IAIFI Summer Workshop Talk

Diffusion models generate complex data by estimating the score (gradient of log-density) across noise levels, but the connection between the learned neural score and the true data score has been unclear.
Inspired by “far field” approximation in physics, we show that both analytically and empirically, for moderate-to-high noise, the learned score function is dominated by its linear component, reflecting a Gaussian approximation of data. This Gaussian score structure allows us to integrate the probability flow ODE in close-form, which yields analytical understanding of the diffusion sampling. Based on the power-law image statistics, this theory explains the fact that coarse aspects (e.g. layouts) were specified first in sampling dynamics; low dimensionality of diffusion sampling trajectory and their perturbation sensitivity. Practically, this solution allows us to skip the first 15–30% of sampling steps with analytical teleportation, accelerating solvers (e.g., DPM-Solver-v3, UniPC) without loss of image quality (FID 1.93 on CIFAR-10).
Inspired by this we further studied the learning dynamics of diffusion models with linear denoisers. For linear, deep linear and linear convolutional networks, we solved the nested probability flow and gradient flow ODE, and derived the exact evolution of the learned distribution. This analysis reveals a universal inverse-variance spectral law (τ∝λ⁻¹): coarse (high-variance) modes converge much faster than fine (low-variance) detail.

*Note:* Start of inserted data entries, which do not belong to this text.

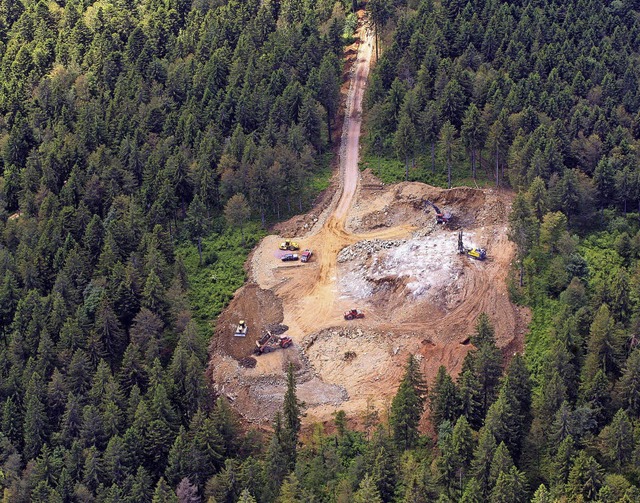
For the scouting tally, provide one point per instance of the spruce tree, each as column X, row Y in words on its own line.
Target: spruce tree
column 407, row 406
column 291, row 414
column 443, row 399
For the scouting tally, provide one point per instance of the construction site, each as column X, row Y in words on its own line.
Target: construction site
column 384, row 272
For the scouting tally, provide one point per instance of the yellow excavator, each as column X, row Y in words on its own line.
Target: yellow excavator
column 289, row 244
column 476, row 253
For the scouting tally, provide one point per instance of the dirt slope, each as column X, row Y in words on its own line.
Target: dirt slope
column 375, row 248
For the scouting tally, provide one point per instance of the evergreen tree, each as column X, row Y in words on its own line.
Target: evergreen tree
column 443, row 400
column 407, row 406
column 291, row 413
column 367, row 491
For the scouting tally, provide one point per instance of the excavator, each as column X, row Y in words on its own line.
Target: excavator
column 442, row 217
column 476, row 253
column 241, row 329
column 269, row 342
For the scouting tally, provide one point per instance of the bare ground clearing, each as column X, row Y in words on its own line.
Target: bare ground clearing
column 380, row 251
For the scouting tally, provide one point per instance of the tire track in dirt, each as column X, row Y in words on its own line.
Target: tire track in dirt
column 311, row 303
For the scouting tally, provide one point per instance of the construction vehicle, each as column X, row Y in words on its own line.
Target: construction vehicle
column 241, row 329
column 442, row 217
column 290, row 245
column 353, row 314
column 269, row 342
column 476, row 253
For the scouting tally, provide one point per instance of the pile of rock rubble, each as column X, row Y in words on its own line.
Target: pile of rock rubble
column 364, row 249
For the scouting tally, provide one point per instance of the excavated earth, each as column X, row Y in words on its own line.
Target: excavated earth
column 376, row 248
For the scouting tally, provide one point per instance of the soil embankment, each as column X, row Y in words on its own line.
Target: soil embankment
column 378, row 249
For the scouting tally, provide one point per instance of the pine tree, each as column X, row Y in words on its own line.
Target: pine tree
column 618, row 441
column 163, row 493
column 462, row 442
column 542, row 495
column 367, row 491
column 482, row 459
column 291, row 413
column 511, row 487
column 443, row 399
column 585, row 478
column 187, row 492
column 246, row 497
column 629, row 385
column 472, row 492
column 470, row 392
column 502, row 462
column 407, row 406
column 563, row 461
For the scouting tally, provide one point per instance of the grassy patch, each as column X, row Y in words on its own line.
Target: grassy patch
column 391, row 170
column 212, row 283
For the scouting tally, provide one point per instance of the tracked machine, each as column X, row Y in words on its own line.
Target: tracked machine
column 241, row 329
column 289, row 244
column 353, row 314
column 442, row 217
column 475, row 253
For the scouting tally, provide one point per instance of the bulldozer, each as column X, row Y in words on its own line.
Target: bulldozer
column 289, row 244
column 476, row 253
column 442, row 217
column 269, row 342
column 353, row 314
column 241, row 329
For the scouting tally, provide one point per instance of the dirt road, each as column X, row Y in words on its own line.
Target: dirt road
column 377, row 250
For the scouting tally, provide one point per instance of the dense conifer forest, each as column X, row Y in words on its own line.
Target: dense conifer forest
column 140, row 141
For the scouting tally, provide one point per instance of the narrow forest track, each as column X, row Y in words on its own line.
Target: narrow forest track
column 419, row 296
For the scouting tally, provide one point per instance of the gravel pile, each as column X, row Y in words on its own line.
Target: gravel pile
column 364, row 249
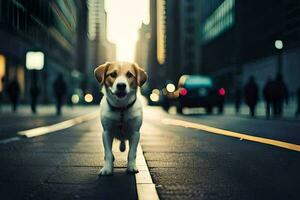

Weight sharing in deep linear networks uniformly rescales these rates, while local convolution fundamentally alters the spectrum of mode emergence—findings confirmed in MLP-based and convolutional U-Nets on Gaussian and natural-image data.
Our results highlight how data spectrum and network architectures interact to determine the learning and sampling dynamics of diffusion generative model.
Harvard University
Cambridge, MA